Change this (That I don't see how it could build):


#define GLM_SWIZZLE GLM_SWIZZLE_FULL
#define GLM_MESSAGE GLM_MESSAGE_ALL
#define GLM_PRECISION GLM_PRECISION_MEDIUMP_FLOAT | GLM_PRECISION_MEDIUMP_INT | GLM_PRECISION_MEDIUMP_UINT

#include <glm/setup.hpp>
#include <glm/glm.hpp>
#include <glm/ext.hpp>
#include <glm/virtrev.hpp>


With just:


#include <glm/glm.hpp>

Groovounet
11-10-2009, 04:28 AM
By the way you are not using the last release:
https://sourceforge.net/projects/glf/files/glm/glm-0.8.4.2/glm-0.8.4.2.zip/download

jbacon
11-13-2009, 05:44 PM
weird it is. since

Vector3 center = m_center + b.m_center;

are absolutely sure both vec3's (typedef'd to Vector3 for
compatibilty reasons)

changing

#define GLM_SWIZZLE GLM_SWIZZLE_FULL
#define GLM_MESSAGE GLM_MESSAGE_ALL
#define GLM_PRECISION GLM_PRECISION_MEDIUMP_FLOAT | GLM_PRECISION_MEDIUMP_INT | GLM_PRECISION_MEDIUMP_UINT

#include <glm/setup.hpp>
#include <glm/glm.hpp>
#include <glm/ext.hpp>
#include <glm/virtrev.hpp>

to just

#include <glm/glm.hpp>

actually doesn't make a difference. (both build though)

J

Groovounet
11-16-2009, 03:24 AM
Would it be possible to have a code sample (a file?) where you have the issue so that I can reproduce it?

Thanks!

jbacon
11-26-2009, 06:24 PM
thats a bit difficult right now, as things are spread out over
several files and in order to reproduce the problem, you'd have to build the whole system.
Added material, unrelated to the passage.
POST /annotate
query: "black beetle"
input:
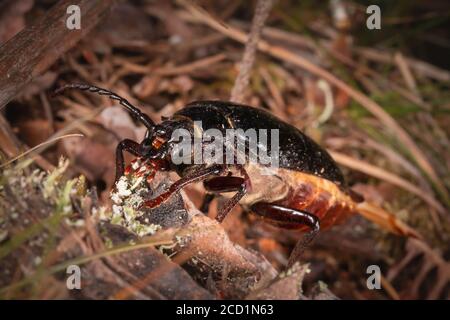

I'll try to make a simple pathological example, as soon as my deadline of 4 december has passed..

J

jbacon
01-10-2010, 07:26 AM
hm. I don't know what happened, but revisiting this issue I can't reproduce it. Must have been a clash with some other lib's Im using, or my lack of understanding of templates. Anyway, I'll leave this topic as a 'dangling pointer'.. Thanks for the support, though.